Later in her career, already a seasoned founder, Dana decided to deepen her business education through the Executive MBA at Saïd Business School, University of Oxford. Motivated by a desire for new tools, inspiration, and a global peer network, she applied while still running Osnovy, leading a nonprofit, and raising three young children, and then managed all of these responsibilities in parallel during the program. She describes the Oxford EMBA as transformative less for the technical content, which she values, and more for the confidence, ideas, and time to think that came from spending two years in an environment of high performing peers working through similar leadership challenges. That period gave her both the clarity and courage to design and execute the sale of her company and to commit fully to venture philanthropy and her own academy.

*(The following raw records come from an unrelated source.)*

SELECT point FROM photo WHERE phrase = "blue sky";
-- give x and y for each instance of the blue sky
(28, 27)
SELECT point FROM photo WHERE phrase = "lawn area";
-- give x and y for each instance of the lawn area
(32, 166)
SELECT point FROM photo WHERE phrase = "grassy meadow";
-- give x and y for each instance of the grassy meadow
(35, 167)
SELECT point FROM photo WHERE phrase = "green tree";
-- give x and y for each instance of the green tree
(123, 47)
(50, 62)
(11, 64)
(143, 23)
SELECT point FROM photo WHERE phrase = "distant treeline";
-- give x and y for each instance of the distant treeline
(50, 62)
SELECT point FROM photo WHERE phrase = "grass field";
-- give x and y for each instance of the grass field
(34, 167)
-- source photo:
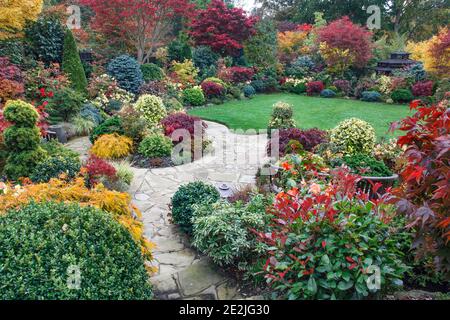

Key Perspectives that Dana Shares on the Podcast
On the podcast, Dana stresses that founders should not equate their identity with their business and that a healthy company is one that can eventually function, and even be sold, without the founder at its center. She explains how deliberately building processes, policies, and clean financial structures at Osnovy Publishing allowed her to exit without abandoning her team or her family’s legacy, and why entrepreneurs should think about optionality, including potential exits, from the very beginning rather than only when they feel trapped. For Dana, endings are not failures but strategic transitions that open space for more aligned work and a more sustainable life.
She also argues that Ukraine’s future depends on impact driven businesses as much as on aid, and describes how venture philanthropy at Tokarev Foundation supports organizations in health and education that are rebuilding systems even while the war continues. Dana illustrates how carefully designed pilots, like STEM labs with Save Ed, become both learning hubs and community anchors, and why rigorous impact measurement is essential to scaling what works. In parallel, she encourages leaders everywhere to embrace the creator economy and invest in their own growth, using vehicles such as Dana Pavlychko Academy to develop self awareness, resilience, and an abundance mindset that can withstand crises and major pivots.
A Quote from this Conversation with Dana:
“Somebody has to be the grownup and take responsibility for what has to be done.”